“What can be more exciting or important than finding cures and treatments for diseases that burden the lives of patients in Rhode Island and globally?” asks Brown Chancellor Samuel M. Mencoff ’78. That’s why he and his wife, Ann S. Mencoff, have donated $50 million to support translational medicine at Brown—a field that focuses on translating research into cures for conditions like respiratory diseases and Alzheimer’s.
Half of the Mencoff gift will be dedicated to establishing endowed chairs and providing funding to support outstanding researchers whose discoveries alleviate illness and disease. The remaining $25 million will support the Brown Institute of Translational Science, part of the Warren Alpert Medical School.
“The groundbreaking research of Brown faculty in the lab can see clinical applications at the bedside of patients in hospitals affiliated with Brown, and then lead to commercial applications,” said President Christina Paxson, as Brown announced the gift in February. “The partnership between academic medicine and local health care providers is one of the essential ingredients for sustaining quality health care.”
The investment also allows researchers like Jake Kurtis to work toward important healthcare goals that don’t attract traditional funding. Kurtis, the Stanley M. Aronson Professor and chair of the Department of Pathology and Laboratory Medicine at the medical school, has developed a promising malaria vaccine.
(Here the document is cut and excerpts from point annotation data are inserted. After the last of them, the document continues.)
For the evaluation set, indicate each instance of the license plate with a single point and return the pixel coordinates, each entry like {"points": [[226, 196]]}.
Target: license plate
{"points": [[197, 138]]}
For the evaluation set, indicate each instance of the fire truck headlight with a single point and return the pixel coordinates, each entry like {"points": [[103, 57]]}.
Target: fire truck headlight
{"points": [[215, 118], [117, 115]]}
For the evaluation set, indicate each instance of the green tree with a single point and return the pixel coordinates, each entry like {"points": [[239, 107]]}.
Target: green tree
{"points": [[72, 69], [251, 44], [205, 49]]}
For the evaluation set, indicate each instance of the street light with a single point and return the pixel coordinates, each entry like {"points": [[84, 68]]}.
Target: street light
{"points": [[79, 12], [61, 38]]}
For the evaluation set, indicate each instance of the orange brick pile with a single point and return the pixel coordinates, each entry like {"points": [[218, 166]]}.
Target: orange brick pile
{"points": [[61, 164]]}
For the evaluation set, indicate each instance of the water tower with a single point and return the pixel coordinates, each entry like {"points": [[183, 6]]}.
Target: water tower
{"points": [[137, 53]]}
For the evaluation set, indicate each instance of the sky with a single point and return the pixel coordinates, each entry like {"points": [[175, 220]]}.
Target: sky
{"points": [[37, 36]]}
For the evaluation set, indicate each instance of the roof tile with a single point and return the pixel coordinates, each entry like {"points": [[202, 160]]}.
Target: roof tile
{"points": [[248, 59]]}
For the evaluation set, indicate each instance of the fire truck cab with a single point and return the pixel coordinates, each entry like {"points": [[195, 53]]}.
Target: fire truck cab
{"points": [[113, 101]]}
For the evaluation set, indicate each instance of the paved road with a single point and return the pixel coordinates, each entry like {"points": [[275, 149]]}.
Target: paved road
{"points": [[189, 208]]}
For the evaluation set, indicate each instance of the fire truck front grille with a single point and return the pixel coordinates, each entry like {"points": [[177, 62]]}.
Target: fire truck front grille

Kurtis has been awarded numerous grants. But receiving funding for diseases in developing countries can be challenging, Kurtis said. He has to be 18 months ahead of the grant process to try to identify funding for a project.
“Malaria isn’t coming back to the U.S. anytime soon,” Kurtis explains, “so you can imagine how difficult it is for the government to use taxpayer money to fight malaria,” Kurtis said. “But malaria is the greatest single-agent killer of children on the planet, killing one child every 15 to 60 seconds. It also inflicts a significant toll on pregnant women, causing maternal morbidity, mortality and early neonatal death.”
Dedicating resources to medical research that helps underprivileged populations “is consistent with the Brown ethos of service to the world, through and through,” Kurtis said.